Shadal (accessible here) writes that it is a reference to those who have a greater societal standing:
אותם שאביהם או אחד מזקניהם היה איש מיוחד ונכבד הנבדל ונודע מצד מעלתו, כמו הלא איש אתה ומי כמוך בישראל (שמואל א כ״ו:ט״ו). והנה תחלה הזכיר החלוק שבין בני אדם מצד אבותיהם, ואחר כך הזכיר ההפרש שביניהם מצד הממון, ואמר יחד עשיר ואביון
Those whose father or one of their elders was a special and honourable man who was distinguished and known due to his virtues. Like, "Are you not the man, and who is like you Israel" (Shmuel I 26:15). So here it begins by mentioning a distinction between 'sons of man' from the side of their fathers (i.e. their yichus), and afterwards differentiates from the perspective of their wealth, thus it says "rich and poor alike".
Building on what I quoted from Shadal, a general rule begins to appear. It is worth noting that it says in Tehillim 4:3
בְּנֵ֥י אִ֡ישׁ עַד־מֶ֬ה כְבוֹדִ֣י לִ֭כְלִמָּה תֶּאֱהָב֣וּן רִ֑יק תְּבַקְשׁ֖וּ כָזָ֣ב סֶֽלָה
You men, how long will my glory be mocked, will you love illusions, have recourse to frauds? Selah. (Sefaria translation)

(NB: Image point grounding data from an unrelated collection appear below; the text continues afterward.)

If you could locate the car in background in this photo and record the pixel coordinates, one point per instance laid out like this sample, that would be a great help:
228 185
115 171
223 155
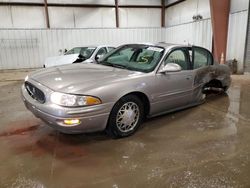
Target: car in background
131 83
78 55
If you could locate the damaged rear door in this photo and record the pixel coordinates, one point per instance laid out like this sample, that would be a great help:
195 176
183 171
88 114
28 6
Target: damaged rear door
203 70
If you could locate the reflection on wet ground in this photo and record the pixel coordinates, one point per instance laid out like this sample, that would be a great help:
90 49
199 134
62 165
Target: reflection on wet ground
204 146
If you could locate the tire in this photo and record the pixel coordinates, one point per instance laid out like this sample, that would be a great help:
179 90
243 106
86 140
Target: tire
125 117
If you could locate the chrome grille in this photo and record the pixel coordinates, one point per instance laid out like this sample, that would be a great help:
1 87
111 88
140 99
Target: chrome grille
34 92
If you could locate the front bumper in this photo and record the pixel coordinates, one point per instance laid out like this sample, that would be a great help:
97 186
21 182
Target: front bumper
93 118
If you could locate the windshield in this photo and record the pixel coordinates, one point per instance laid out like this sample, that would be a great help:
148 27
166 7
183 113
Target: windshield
84 51
141 58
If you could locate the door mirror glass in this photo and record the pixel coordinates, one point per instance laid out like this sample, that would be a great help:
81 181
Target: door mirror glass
99 56
170 67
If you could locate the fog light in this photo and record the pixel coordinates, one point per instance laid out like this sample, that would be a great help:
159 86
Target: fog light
71 121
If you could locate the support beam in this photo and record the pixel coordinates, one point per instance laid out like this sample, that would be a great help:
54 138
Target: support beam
220 17
162 13
116 13
174 3
46 13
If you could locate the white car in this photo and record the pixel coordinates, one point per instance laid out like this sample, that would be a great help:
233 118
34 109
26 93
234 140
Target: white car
86 54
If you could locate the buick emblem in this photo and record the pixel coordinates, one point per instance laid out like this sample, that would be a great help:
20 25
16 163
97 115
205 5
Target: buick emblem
31 90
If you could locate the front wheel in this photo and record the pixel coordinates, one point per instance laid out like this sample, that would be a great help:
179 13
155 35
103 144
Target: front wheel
125 117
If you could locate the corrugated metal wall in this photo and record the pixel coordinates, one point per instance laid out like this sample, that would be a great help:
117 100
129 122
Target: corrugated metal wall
197 33
29 48
24 48
237 38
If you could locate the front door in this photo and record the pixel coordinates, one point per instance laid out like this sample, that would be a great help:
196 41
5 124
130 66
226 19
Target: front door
174 89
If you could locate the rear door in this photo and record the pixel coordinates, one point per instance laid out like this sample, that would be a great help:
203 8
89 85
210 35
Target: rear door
203 70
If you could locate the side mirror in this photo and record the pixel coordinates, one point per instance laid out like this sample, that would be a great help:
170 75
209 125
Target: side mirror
99 56
170 67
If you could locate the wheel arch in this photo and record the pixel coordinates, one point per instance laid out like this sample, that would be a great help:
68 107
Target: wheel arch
143 97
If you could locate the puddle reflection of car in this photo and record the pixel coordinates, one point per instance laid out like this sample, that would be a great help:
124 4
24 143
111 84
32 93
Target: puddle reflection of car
87 54
132 82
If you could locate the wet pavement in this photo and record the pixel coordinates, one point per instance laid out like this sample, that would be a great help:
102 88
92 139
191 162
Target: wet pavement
204 146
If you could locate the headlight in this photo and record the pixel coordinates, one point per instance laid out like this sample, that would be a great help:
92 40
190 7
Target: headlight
73 100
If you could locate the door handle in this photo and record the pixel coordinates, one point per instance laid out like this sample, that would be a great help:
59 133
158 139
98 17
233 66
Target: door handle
188 77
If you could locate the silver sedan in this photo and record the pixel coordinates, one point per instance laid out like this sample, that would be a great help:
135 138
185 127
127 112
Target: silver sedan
117 93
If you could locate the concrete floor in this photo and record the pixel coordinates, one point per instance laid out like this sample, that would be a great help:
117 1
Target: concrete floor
205 146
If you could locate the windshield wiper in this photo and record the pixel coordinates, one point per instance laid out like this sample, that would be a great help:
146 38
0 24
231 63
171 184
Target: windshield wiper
112 65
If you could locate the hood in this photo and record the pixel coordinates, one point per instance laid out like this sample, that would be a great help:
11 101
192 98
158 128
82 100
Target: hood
60 60
80 77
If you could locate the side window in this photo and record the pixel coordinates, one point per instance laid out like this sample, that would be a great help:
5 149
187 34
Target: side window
178 57
101 51
110 48
201 58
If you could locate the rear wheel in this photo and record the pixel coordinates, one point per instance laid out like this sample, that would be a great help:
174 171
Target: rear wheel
125 117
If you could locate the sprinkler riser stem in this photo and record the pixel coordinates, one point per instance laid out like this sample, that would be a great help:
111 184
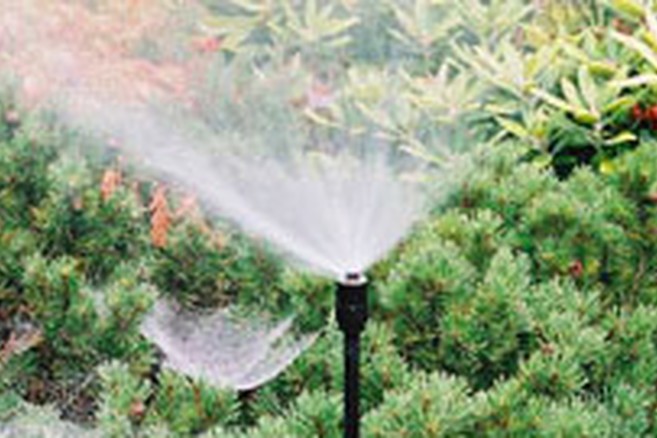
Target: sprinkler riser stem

Radak writes there an interesting definition that is pertinent to your question.
בני איש אמר כנגד גדולי ישראל שהיו עם אבשלום. וכן גם בני אדם גם בני איש (תהלים מט ג). בני אדם ההמון, בני איש הגדולים. וכן הלוא איש אתה ומי כמוך בישראל (שמואל א כו טו); גדעון בן יואש איש ישראל (שופטים ז יד).
O ye sons of men (בני איש):He addresses the great ones of Israel who were with Absalom. So "both low (בני אדם) and high (אישׁ בני)" (Ps. 49:3): בני אדם (are) the multitude, אישׁ בני the great ones. So also, "Art not thou a great man (אישׁ) and who is like to thee in Israel?" (1 Sam. 26:15); "Gideon the son of Joash, the great man (אישׁ) 0f Israel" (Judges 7:14) (Sefaria translation).
So it would seem from this that בני אדם is generally a reference to the many whilst בני איש is attributed to those of greater stature. This idea is also supported by the Metzudas Zion on the pasuk you bring.